With 3D Programming, Comcast and DirecTV Choose Reach Over Exclusivity
Comcast has already gotten its feet wet in the 3D space, having distributed the Masters golf tournament in 3D in April, but, this summer, both Comcast and DirecTV will be major players in distributing 3D content. At SVG’s first-annual 3D Sports Transmission and Production Summit on May 20, executives from Comcast and DirecTV took the stage to delineate their 3D strategy moving forward — including their thoughts on sacrificing exclusivity, at least in the short term, in favor of building awareness of the new format.
Best of the Best
“We’re looking at 3D as the next evolution of the best in home entertainment,” explained Jay Kreiling, VP of video services for Comcast. “It represents the best available in content. Sports content needs to be live and on a linear channel, but movies present a huge opportunity from an on-demand perspective.”
DirecTV also is dedicated to 3D and hopes to rapidly expand its footprint. Its first 3D transmission will be 25 matches from the World Cup next month.
“As a company, we are going to do as much of this as makes sense,” said Bob Gabrielli, SVP of programming operations and distribution for DirecTV. “We are out there trying to find products and partnerships. It’s not an issue of having too much content, as we certainly have the capacity and the bandwidth to handle it.”
DirecTV has assigned some networks to 3D channels on its system, such as Discovery3D and ESPN3D, but left some spaces open for growth as well. Similarly, Comcast hopes to load its on-demand VOD servers with such 3D content as movies, which is extremely bandwidth-efficient: “You don’t have to broadcast a channel out there 24/7,” Kreiling pointed out.
Keeping It Clean
Currently, DirecTV has about 20 movies and 20 documentaries in its 3D stable. As live 3D events are completed, the company hopes to acquire the replay rights to them and add them into the mix.
“As we get replay rights, we’ll add those to the 3D channel and do more looping of events,” Gabrielli said. “But we don’t want to muddy the waters with this. We’d rather have less content than throw a bunch of bad content on there.”
Increasing Awareness On Demand
In addition to movies, where Comcast sees a large audience for pay-per-view opportunities, much of the cable service’s first 3D programming will be event-driven, as was the case with the Masters.
“We wrapped it as a television event but also had distribution online at Masters.com,” Kreiling said. “It was a live event available in 3D, but the content was also available on demand in 3D. We took that as an opportunity to create awareness. We try to partner and do things both on TV and online to fit into our overall content strategy of having content available anywhere anytime.”
He also explained that customers who were interested in the 3D content but did not yet have a 3D-capable set could record the event and keep it on their DVR until they purchased a 3DTV. The on-demand viewing option, he added, will help differentiate the 2D-to-3D transition from the SD-to-HD switch, which is still taking place.
Not Necessarily Exclusive
Although Comcast was the first cable provider to announce a deal with ESPN3D, Kreiling said, exclusivity is not necessarily a top priority for the company.
“Some types of content, like the Masters, are one-off opportunities where content will be exclusive to one place or another,” he explained. “But the larger interest is in driving content overall.
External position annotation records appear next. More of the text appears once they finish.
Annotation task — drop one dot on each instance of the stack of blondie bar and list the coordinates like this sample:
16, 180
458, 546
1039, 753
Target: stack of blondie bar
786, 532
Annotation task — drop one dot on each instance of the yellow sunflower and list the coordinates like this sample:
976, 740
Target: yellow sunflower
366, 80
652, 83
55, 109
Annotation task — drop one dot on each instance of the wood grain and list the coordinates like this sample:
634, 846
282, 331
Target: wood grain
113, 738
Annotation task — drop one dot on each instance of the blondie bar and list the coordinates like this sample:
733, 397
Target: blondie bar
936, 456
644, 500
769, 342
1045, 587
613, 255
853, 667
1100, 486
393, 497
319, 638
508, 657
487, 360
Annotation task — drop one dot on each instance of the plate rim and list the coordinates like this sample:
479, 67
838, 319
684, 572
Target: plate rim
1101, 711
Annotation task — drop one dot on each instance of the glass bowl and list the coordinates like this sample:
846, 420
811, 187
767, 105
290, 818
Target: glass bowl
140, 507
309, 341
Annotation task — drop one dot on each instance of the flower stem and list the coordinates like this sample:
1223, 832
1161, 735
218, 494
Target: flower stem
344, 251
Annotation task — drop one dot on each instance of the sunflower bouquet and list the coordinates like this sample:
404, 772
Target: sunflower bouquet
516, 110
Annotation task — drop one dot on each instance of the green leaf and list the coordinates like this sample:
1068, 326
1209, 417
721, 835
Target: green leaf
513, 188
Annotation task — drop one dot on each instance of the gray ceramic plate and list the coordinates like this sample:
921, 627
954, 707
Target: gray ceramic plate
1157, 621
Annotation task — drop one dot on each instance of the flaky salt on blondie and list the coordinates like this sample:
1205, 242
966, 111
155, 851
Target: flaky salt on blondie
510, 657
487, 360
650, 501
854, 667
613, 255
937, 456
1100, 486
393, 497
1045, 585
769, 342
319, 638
The interest is in driving distribution as broadly as possible, so it’s not in a producer’s interest at this point to do an exclusive deal.”
At DirecTV, there is a similar feeling that exclusivity should be a future goal for content deals, but today awareness is king.
“If it’s economical for us to do the exclusive amongst everything else we want to do, then we’ll do the exclusive,” Gabrielli said. “But, at this point, there’s not enough content that I think we should be the only people to have it. In the very beginning, we have to share as much of this stuff as we can. Given that we’re all competing, it needs to have a certain swell to it, but we’re less concerned about exclusives now than we will be five years from now when this all takes off.”
In that vein, this summer’s World Cup matches on ESPN3D will be available through both Comcast and DirecTV.
Building a Support Network
DirecTV is currently in the midst of training 12,000 employees at all its call centers to help consumers understand why they may not be seeing 3D properly. The employees will all watch 3D and learn how to ensure that a set-top box interfaces properly with a 3D set, and they should be able to help customers make sure that what they think is 3D truly is 3D.
“We hope that training will be done before June 11,” Gabrielli said.
Those call centers may begin to get busy on that date, which is when the 2010 World Cup begins. How many customers buy 3D-capable sets in time to watch the 3D matches, however, remains to be seen.